Back in June, French nationals tried to exploit a loophole in the law which allows the sale of marijuana with a THC content below 0.2%, opening Dutch-style coffee shops stocking this product known as “weed-light.” These establishments were promptly shut down by the police, further establishing that in France, weed is still very much illegal, no matter how strong.

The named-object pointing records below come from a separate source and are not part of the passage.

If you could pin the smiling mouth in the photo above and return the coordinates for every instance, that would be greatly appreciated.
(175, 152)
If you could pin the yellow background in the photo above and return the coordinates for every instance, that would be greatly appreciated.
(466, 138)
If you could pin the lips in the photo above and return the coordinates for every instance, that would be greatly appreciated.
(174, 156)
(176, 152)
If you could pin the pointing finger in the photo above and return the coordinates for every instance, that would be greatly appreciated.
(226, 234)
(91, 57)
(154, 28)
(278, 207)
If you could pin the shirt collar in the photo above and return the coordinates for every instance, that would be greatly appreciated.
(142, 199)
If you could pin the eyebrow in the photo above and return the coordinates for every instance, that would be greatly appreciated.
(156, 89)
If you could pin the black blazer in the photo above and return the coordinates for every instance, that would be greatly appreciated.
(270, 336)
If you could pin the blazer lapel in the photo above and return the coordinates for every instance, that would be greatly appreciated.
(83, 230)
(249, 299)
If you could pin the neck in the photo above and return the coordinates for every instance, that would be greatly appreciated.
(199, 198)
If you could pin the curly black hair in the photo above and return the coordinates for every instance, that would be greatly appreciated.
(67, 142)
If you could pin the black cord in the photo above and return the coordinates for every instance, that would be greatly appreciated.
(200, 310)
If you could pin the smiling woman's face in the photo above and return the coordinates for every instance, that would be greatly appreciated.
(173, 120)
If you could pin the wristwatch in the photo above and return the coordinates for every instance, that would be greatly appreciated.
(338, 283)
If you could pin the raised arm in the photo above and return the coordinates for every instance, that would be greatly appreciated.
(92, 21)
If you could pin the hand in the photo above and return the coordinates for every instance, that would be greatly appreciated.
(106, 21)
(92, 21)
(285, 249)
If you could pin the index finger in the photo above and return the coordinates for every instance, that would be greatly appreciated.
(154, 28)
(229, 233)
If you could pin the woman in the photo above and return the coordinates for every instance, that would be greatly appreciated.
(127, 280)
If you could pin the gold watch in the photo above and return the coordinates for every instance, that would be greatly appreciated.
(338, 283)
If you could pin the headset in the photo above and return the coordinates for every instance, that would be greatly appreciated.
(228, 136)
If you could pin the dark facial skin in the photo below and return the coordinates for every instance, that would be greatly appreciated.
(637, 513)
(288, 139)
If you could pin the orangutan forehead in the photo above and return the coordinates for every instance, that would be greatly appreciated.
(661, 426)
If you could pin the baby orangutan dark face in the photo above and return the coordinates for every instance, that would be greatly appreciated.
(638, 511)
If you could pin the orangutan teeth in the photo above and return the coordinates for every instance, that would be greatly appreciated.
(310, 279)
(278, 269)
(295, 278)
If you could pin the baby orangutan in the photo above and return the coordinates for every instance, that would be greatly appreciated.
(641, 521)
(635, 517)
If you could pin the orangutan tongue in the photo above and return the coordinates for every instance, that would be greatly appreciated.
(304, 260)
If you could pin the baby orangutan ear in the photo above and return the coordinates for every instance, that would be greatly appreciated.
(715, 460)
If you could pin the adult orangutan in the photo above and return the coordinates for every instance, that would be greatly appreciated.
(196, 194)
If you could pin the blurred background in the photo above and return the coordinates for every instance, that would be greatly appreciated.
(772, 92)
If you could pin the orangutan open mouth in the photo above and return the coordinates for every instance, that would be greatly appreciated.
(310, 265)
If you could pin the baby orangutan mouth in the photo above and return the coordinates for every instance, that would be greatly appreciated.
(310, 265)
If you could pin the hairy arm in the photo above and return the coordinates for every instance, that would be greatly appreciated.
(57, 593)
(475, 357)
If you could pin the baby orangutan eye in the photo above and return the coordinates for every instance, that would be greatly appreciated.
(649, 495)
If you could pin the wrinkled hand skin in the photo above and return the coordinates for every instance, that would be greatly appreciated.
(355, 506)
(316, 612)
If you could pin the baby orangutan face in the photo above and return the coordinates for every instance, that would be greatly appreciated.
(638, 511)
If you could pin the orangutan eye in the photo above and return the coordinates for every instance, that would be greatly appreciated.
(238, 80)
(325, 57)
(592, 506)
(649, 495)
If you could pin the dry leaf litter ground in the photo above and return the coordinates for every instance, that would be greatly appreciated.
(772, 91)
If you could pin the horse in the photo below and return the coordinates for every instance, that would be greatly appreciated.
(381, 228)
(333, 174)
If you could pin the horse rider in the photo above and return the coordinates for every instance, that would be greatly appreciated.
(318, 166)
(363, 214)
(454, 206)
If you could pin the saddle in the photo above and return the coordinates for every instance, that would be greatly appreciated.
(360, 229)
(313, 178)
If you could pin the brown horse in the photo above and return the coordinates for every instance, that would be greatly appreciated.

In 2014, France did, however, implement a medical marijuana program and laws do seem to be loosening, which has the potential to open up a portal of economic growth, considering that France is one of the biggest consumers of cannabis in Europe regardless of strict regulations. We can’t wait to see how things progress in the near future for France and marijuana.
Marijuana Laws in Germany
Across the border in Germany, the law is slightly more flexible. Medical marijuana has been legal since 2017, and the number of registered patients is on the rise.
Although unauthorized possession, supply, and cultivation are still against the law, you may not be prosecuted if you get caught with a small amount of cannabis for personal use. So what constitutes as a small amount? That all depends on which state you are in and can vary between 6g and 15g.
Marijuana Laws in SwitzerlandUnlike neighboring France and Germany, marijuana is legal and readily available in Switzerland, for medicinal use at least. Walk down any Swiss street and you will pass a number of pharmacies and head shops selling weed and smoking supplies. The catch is that these legal strains all contain less than 1% THC, so although they may ease your aches and pains, they are unlikely to get you high.
Marijuana Laws in Italy
Travel south into Italy, and you will be greeted by some of the most confusing marijuana laws in Europe. Like Switzerland, it is legal to sell weed with a low THC content (under 0.2%), and cannabis stores are a common sight on the streets of major Italian cities. However, it is still illegal to consume marijuana in any way, and the products sold in these shops are marketed as “collector’s items” only.
Marijuana can be prescribed for medicinal purposes in Italy with the caveat that it is used as a “symptomatic treatment supporting standard treatment.” Some of the conditions it is licensed for include spasticity, chemotherapy-induced nausea, reduced appetite due to AIDS, glaucoma, and Tourette’s syndrome.
Marijuana Laws in the Czech Republic
Another European country where medical marijuana is legal is the Czech Republic, although only a handful of doctors are licensed to prescribe it. These are specialists such as oncologists and psychiatrists, meaning that getting your hands on cannabis in the Czech Republic may not be all that easy. However, if you are lucky enough to get a prescription, it will allow you access to a generous 180g of medical marijuana each month, more than enough for most people’s needs.
The Czech Republic is also relatively relaxed when it comes to recreational cannabis use. Possession of a small amount is classed as a misdemeanor and is not punishable by law, although it may attract a fine of up to 15,000 Czech Koruna (approximately 555 Euros). Being found with more substantial amounts could mean up to a year in prison.
Marijuana Laws in the UK
Marijuana laws in the UK are on the brink of change, as recent high-profile cases have brought its medicinal benefits into the public eye. Cannabis is now available as a medicine for those holding a special license, although the first UK medical dispensary just recently opened its doors in Cheadle of the Greater Manchester area.
According to current UK marijuana laws, being caught with a small amount will lead to seizure and a warning. A second offense will incur a fine, and a third could lead to a prison sentence of up to five years.
Marijuana is just as popular in Europe as in the rest of the world. Studies into marijuana use in Europe show that as many as 1 in 8 young Europeans used pot in the past year, and an estimated 1% of the population are regular users.